PHOENIX, Jan. 17, 2017 -- Inventure Foods, Inc. (NASDAQ:SNAK) (“Inventure Foods” or the “Company”), a leading specialty food marketer and manufacturer, announced Mr. David L. Meyers, a member of its Board of Directors will step down from the Board, effective today, to fulfill his full-time commitment as the newly-appointed Interim Chief Executive Officer and Chief Operating Officer of Del Monte Foods, Inc. (“Del Monte”). Mr. Meyers’ agreement with Del Monte provides that he must devote his full time and attention to his new positions and will not serve on the board of any other company. Mr. Meyers joined the Inventure Foods Board in May 2013 and serves as the Chairman of the Board and member of the Compensation Committee of the Board.

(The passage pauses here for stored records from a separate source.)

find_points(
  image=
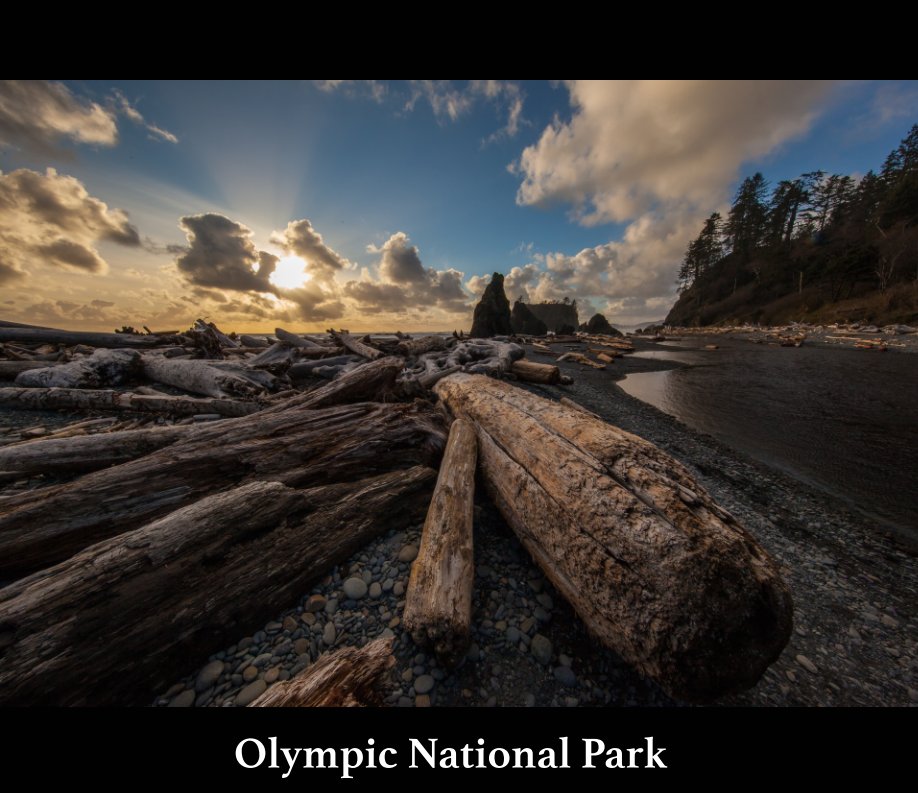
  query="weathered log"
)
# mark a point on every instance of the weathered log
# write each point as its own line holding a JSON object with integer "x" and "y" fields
{"x": 656, "y": 570}
{"x": 103, "y": 368}
{"x": 346, "y": 678}
{"x": 10, "y": 369}
{"x": 410, "y": 347}
{"x": 296, "y": 341}
{"x": 355, "y": 346}
{"x": 198, "y": 377}
{"x": 533, "y": 372}
{"x": 86, "y": 452}
{"x": 438, "y": 606}
{"x": 371, "y": 381}
{"x": 297, "y": 446}
{"x": 89, "y": 399}
{"x": 133, "y": 610}
{"x": 55, "y": 336}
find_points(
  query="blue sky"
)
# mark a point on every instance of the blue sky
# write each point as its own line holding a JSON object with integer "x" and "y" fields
{"x": 381, "y": 205}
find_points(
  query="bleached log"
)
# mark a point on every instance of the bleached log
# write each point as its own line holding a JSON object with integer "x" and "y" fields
{"x": 124, "y": 617}
{"x": 438, "y": 606}
{"x": 346, "y": 678}
{"x": 655, "y": 569}
{"x": 103, "y": 368}
{"x": 297, "y": 445}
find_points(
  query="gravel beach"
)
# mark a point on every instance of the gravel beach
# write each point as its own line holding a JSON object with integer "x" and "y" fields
{"x": 855, "y": 591}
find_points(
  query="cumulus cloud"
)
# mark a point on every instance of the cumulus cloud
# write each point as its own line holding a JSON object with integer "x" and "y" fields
{"x": 131, "y": 112}
{"x": 40, "y": 115}
{"x": 301, "y": 239}
{"x": 221, "y": 254}
{"x": 51, "y": 219}
{"x": 658, "y": 156}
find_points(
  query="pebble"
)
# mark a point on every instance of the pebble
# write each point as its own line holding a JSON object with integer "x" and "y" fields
{"x": 541, "y": 648}
{"x": 408, "y": 554}
{"x": 355, "y": 588}
{"x": 250, "y": 693}
{"x": 315, "y": 603}
{"x": 329, "y": 634}
{"x": 807, "y": 664}
{"x": 183, "y": 700}
{"x": 208, "y": 676}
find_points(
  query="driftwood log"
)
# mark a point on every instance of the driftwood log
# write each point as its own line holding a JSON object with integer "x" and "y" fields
{"x": 90, "y": 399}
{"x": 438, "y": 606}
{"x": 297, "y": 446}
{"x": 123, "y": 618}
{"x": 656, "y": 570}
{"x": 346, "y": 678}
{"x": 533, "y": 372}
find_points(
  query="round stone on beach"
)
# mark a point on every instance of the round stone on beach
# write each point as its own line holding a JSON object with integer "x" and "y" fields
{"x": 408, "y": 554}
{"x": 355, "y": 588}
{"x": 250, "y": 693}
{"x": 208, "y": 676}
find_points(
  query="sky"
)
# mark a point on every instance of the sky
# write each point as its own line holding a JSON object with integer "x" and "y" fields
{"x": 373, "y": 205}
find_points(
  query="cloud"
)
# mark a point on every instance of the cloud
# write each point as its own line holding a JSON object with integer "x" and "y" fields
{"x": 40, "y": 115}
{"x": 221, "y": 254}
{"x": 658, "y": 156}
{"x": 130, "y": 112}
{"x": 301, "y": 239}
{"x": 50, "y": 219}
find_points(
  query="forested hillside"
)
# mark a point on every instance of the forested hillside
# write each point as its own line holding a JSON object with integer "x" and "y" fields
{"x": 822, "y": 247}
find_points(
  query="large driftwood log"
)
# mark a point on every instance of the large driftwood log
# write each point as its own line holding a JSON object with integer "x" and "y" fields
{"x": 198, "y": 377}
{"x": 356, "y": 346}
{"x": 87, "y": 452}
{"x": 438, "y": 606}
{"x": 346, "y": 678}
{"x": 103, "y": 368}
{"x": 123, "y": 618}
{"x": 533, "y": 372}
{"x": 89, "y": 399}
{"x": 298, "y": 446}
{"x": 55, "y": 336}
{"x": 656, "y": 570}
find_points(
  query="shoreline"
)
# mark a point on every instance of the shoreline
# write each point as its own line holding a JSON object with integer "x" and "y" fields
{"x": 855, "y": 594}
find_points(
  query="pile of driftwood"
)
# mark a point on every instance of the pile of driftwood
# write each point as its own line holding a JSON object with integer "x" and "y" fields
{"x": 143, "y": 547}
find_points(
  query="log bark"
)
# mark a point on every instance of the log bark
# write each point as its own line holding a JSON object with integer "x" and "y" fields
{"x": 297, "y": 446}
{"x": 438, "y": 606}
{"x": 87, "y": 452}
{"x": 199, "y": 377}
{"x": 346, "y": 678}
{"x": 103, "y": 368}
{"x": 89, "y": 399}
{"x": 122, "y": 619}
{"x": 533, "y": 372}
{"x": 10, "y": 369}
{"x": 55, "y": 336}
{"x": 656, "y": 570}
{"x": 355, "y": 346}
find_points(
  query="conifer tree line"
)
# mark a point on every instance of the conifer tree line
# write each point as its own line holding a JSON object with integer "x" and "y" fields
{"x": 831, "y": 233}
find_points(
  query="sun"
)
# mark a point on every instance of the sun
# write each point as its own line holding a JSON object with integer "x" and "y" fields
{"x": 290, "y": 273}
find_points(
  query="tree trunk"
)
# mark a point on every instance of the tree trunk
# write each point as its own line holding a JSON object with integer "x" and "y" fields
{"x": 533, "y": 372}
{"x": 198, "y": 377}
{"x": 87, "y": 452}
{"x": 297, "y": 446}
{"x": 55, "y": 336}
{"x": 438, "y": 607}
{"x": 346, "y": 678}
{"x": 355, "y": 346}
{"x": 125, "y": 617}
{"x": 87, "y": 399}
{"x": 656, "y": 570}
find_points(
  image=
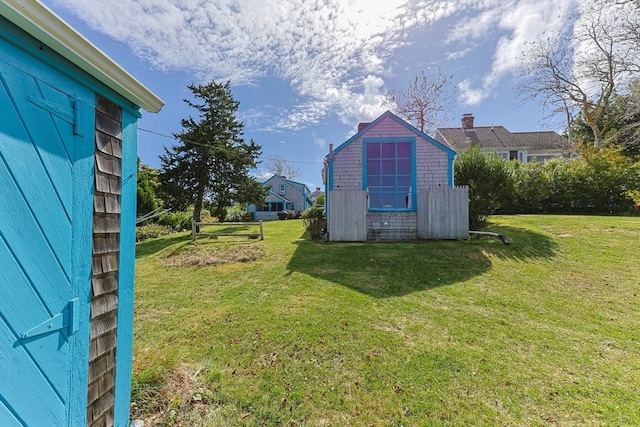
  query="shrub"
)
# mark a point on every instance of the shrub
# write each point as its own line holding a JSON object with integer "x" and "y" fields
{"x": 314, "y": 222}
{"x": 151, "y": 231}
{"x": 177, "y": 221}
{"x": 489, "y": 180}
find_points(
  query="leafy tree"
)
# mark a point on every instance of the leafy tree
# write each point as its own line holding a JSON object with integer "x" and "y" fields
{"x": 623, "y": 120}
{"x": 488, "y": 178}
{"x": 279, "y": 165}
{"x": 147, "y": 185}
{"x": 424, "y": 103}
{"x": 210, "y": 166}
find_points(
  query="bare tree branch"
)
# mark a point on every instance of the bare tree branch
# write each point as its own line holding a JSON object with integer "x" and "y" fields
{"x": 424, "y": 103}
{"x": 584, "y": 70}
{"x": 279, "y": 165}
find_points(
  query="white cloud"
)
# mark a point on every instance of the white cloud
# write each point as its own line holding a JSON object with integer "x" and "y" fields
{"x": 324, "y": 50}
{"x": 334, "y": 54}
{"x": 320, "y": 142}
{"x": 519, "y": 22}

Mr. Timothy A. Cole has been appointed by the Board as Interim Chairman to fill the vacancy created by Mr. Meyers’ departure. Mr. Cole has served as a member of the Board since May 2014 and currently serves as a member of the Board’s Compensation Committee.

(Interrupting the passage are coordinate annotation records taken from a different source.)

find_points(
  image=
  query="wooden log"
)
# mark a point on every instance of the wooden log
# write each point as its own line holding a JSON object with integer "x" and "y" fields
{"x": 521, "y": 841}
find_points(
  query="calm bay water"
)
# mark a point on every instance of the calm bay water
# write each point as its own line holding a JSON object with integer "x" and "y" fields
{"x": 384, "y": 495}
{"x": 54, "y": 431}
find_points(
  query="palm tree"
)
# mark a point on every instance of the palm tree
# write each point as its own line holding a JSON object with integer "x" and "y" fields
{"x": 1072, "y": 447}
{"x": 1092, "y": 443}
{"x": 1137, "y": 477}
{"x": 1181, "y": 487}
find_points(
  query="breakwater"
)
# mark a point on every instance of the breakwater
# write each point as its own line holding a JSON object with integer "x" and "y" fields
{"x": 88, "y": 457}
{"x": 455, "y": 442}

Terry McDaniel, Chief Executive Officer of the Company, commented, “On behalf of the Board and management, I would like to congratulate Dave on his new assignment and thank him for his commitment, contributions and leadership on our Board over the last several years. I would also like to welcome Tim to his new Board role and look forward to continuing work with him going forward.”
In addition, Inventure Foods remains committed to its ongoing strategic and financial review with the objective to increase shareholder value as previously announced on July 27, 2016. This review continues to explore the pursuit of value-enhancing initiatives including capital structure optimization, a sale of the Company, a sale of certain assets of the Company or other business combination. There can be no assurance that this strategic and financial review will result in any specific action, or any assurance as to its outcome or timing. The Company does not intend to comment further regarding the strategic and financial review until the Board of Directors approves a specific action or concludes its review.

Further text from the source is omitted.